Re: Benchmark Data requested --- pgloader CE design ideas

From: Dimitri Fontaine <dfontaine(at)hi-media(dot)com>
To: pgsql-performance(at)postgresql(dot)org
Cc: Simon Riggs <simon(at)2ndquadrant(dot)com>, "Jignesh K(dot) Shah" <J(dot)K(dot)Shah(at)sun(dot)com>, Greg Smith <gsmith(at)gregsmith(dot)com>
Subject: Re: Benchmark Data requested --- pgloader CE design ideas
Date: 2008-02-06 11:27:56
Message-ID: 200802061227.58668.dfontaine@hi-media.com
Views: Raw Message | Whole Thread | Download mbox | Resend email
Thread:
Lists: pgsql-performance

Hi,

I've been thinking about this topic some more, and as I don't know when I'll
be able to go and implement it I'd want to publish the ideas here. This way
I'll be able to find them again :)

Le mardi 05 février 2008, Dimitri Fontaine a écrit :
> Le mardi 05 février 2008, Simon Riggs a écrit :
> > Much better than triggers and rules, but it will be hard to get it to
> > work.
>
> Well, I'm thinking about providing a somewhat modular approach where
> pgloader code is able to recognize CHECK constraints, load a module
> registered to the operator and data types, then use it.
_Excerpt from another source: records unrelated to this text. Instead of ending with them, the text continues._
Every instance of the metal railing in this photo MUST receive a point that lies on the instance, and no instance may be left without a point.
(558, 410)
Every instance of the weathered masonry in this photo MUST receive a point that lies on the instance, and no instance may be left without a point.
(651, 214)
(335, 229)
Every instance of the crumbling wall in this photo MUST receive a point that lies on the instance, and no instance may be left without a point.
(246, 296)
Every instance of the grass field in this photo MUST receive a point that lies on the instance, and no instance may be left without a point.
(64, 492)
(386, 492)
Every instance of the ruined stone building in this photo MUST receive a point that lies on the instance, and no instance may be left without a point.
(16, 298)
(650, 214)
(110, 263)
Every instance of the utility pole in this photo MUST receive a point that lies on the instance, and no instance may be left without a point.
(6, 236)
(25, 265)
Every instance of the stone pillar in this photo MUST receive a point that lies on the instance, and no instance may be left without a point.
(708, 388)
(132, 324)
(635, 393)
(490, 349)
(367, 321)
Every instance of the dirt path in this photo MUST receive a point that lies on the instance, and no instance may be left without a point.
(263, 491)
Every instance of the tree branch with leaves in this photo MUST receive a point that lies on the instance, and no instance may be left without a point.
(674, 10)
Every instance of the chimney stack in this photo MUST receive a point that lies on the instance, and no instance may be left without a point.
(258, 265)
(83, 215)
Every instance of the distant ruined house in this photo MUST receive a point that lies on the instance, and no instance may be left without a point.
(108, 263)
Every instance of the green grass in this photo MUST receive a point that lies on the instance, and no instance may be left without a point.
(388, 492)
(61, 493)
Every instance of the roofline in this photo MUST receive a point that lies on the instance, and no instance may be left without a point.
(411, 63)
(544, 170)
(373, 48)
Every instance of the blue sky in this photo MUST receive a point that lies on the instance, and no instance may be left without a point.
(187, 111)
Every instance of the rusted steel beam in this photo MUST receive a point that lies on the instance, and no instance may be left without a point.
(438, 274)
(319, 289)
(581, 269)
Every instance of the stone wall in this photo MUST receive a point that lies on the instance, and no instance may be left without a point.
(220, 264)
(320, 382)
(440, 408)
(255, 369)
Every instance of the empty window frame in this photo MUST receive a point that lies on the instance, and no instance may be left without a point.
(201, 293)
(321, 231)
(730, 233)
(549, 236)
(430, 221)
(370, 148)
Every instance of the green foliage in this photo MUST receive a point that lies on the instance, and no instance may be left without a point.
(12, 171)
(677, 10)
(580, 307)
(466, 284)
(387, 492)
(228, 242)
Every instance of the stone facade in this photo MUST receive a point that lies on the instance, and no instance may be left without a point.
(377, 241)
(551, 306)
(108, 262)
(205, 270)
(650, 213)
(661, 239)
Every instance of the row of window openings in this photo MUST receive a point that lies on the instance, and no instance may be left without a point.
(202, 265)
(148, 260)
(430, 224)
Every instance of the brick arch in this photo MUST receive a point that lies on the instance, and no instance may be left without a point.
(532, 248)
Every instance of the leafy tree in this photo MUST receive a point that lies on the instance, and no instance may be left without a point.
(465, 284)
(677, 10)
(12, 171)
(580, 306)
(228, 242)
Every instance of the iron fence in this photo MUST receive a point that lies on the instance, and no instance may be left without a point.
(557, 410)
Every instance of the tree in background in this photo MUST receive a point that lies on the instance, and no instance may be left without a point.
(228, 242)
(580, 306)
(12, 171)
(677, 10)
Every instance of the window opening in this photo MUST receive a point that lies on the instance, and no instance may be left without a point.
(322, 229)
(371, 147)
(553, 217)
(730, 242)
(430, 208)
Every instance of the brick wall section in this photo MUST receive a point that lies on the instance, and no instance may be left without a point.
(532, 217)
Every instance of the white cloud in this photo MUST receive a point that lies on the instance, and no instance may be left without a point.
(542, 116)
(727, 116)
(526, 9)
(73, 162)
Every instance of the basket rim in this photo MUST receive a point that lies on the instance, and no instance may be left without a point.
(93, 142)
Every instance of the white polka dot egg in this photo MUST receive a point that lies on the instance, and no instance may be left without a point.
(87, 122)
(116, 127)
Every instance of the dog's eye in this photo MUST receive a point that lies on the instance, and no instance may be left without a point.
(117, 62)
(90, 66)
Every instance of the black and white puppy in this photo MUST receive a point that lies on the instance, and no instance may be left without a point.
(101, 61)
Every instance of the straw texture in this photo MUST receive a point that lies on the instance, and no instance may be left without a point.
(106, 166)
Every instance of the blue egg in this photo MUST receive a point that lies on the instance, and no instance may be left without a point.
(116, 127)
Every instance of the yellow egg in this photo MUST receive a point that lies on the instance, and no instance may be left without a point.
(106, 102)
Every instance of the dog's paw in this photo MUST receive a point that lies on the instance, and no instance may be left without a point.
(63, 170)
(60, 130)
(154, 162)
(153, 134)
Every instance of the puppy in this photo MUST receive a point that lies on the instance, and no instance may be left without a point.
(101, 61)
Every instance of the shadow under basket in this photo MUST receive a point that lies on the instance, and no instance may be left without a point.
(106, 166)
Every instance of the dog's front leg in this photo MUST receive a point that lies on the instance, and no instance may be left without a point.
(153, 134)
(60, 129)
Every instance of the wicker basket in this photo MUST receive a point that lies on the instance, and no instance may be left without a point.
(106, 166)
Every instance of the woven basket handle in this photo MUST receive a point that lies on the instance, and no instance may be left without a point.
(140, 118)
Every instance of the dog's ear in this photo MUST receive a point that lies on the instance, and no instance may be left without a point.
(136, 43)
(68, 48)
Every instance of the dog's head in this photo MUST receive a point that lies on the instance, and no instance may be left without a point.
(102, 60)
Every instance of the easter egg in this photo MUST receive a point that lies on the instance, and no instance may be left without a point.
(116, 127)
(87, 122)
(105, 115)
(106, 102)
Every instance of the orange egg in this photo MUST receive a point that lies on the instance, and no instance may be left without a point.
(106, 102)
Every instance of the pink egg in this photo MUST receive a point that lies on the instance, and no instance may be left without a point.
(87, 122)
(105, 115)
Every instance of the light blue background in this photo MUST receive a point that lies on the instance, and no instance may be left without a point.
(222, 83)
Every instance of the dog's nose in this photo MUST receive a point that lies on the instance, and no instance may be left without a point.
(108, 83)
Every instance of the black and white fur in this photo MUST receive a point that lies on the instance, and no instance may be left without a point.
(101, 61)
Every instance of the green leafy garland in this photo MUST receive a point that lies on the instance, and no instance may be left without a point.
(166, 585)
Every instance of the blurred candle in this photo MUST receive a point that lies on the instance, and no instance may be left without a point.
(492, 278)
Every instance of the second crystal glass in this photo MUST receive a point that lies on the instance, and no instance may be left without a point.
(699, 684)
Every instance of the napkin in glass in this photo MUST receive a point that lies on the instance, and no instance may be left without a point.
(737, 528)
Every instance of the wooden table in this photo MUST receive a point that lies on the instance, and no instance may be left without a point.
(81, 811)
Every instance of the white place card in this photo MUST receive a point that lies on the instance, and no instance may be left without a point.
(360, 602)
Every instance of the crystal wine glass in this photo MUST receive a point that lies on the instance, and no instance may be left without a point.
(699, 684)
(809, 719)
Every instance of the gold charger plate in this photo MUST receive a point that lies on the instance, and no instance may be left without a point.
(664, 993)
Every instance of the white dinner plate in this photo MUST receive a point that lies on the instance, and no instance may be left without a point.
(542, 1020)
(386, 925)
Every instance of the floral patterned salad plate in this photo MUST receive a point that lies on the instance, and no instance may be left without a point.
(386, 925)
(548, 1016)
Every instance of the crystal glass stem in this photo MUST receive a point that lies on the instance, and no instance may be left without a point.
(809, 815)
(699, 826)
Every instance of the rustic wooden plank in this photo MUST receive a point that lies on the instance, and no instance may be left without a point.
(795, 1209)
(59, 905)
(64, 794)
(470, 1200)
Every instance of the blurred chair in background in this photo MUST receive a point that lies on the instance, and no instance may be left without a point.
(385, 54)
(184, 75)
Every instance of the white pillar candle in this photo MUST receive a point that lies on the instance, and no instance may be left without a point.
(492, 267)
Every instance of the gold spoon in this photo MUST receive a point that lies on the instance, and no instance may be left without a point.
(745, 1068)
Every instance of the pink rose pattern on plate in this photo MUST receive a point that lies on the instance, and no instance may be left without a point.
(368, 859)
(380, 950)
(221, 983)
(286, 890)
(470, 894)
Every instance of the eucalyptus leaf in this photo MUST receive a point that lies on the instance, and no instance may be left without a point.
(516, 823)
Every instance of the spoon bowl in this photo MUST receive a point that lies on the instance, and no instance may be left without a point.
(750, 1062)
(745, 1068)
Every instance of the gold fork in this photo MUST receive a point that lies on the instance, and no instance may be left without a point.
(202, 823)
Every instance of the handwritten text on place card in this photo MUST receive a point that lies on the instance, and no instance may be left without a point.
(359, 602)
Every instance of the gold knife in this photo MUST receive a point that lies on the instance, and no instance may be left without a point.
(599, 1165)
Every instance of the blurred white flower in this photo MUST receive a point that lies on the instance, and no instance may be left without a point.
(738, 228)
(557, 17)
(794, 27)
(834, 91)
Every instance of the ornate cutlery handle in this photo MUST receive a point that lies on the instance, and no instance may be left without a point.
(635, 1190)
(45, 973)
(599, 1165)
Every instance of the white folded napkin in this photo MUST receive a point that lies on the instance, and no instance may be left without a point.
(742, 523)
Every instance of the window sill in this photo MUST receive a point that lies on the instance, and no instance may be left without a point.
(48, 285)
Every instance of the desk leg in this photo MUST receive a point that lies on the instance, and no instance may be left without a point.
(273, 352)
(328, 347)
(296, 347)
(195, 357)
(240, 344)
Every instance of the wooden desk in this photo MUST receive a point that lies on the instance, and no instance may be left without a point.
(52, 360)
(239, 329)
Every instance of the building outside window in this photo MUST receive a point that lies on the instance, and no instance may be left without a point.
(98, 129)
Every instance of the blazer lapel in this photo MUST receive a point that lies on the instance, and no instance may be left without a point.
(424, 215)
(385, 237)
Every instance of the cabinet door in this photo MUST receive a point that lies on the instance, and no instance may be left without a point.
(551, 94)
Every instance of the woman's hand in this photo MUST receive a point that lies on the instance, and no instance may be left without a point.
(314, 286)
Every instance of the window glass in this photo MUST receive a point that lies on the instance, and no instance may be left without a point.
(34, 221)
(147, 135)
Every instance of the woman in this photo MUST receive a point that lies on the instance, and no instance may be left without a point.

Here's how I think I'm gonna implement it:

User level configuration
-=-=-=-=-=-=-=-=-=-

At user level, you will have to add a constraint_exclusion = on parameter to
pgloader section configuration for it to bother checking if the destination
table has some children etc.
You'll need to provide also a global ce_path parameter (where to find user
python constraint exclusion modules) and a ce_modules parameter for each
section where constraint_exclusion = on:
ce_modules = columnA:module:class, columnB:module:class

As the ce_path could point to any number of modules where a single type is
supported by several modules, I'll let the user choose which module to use.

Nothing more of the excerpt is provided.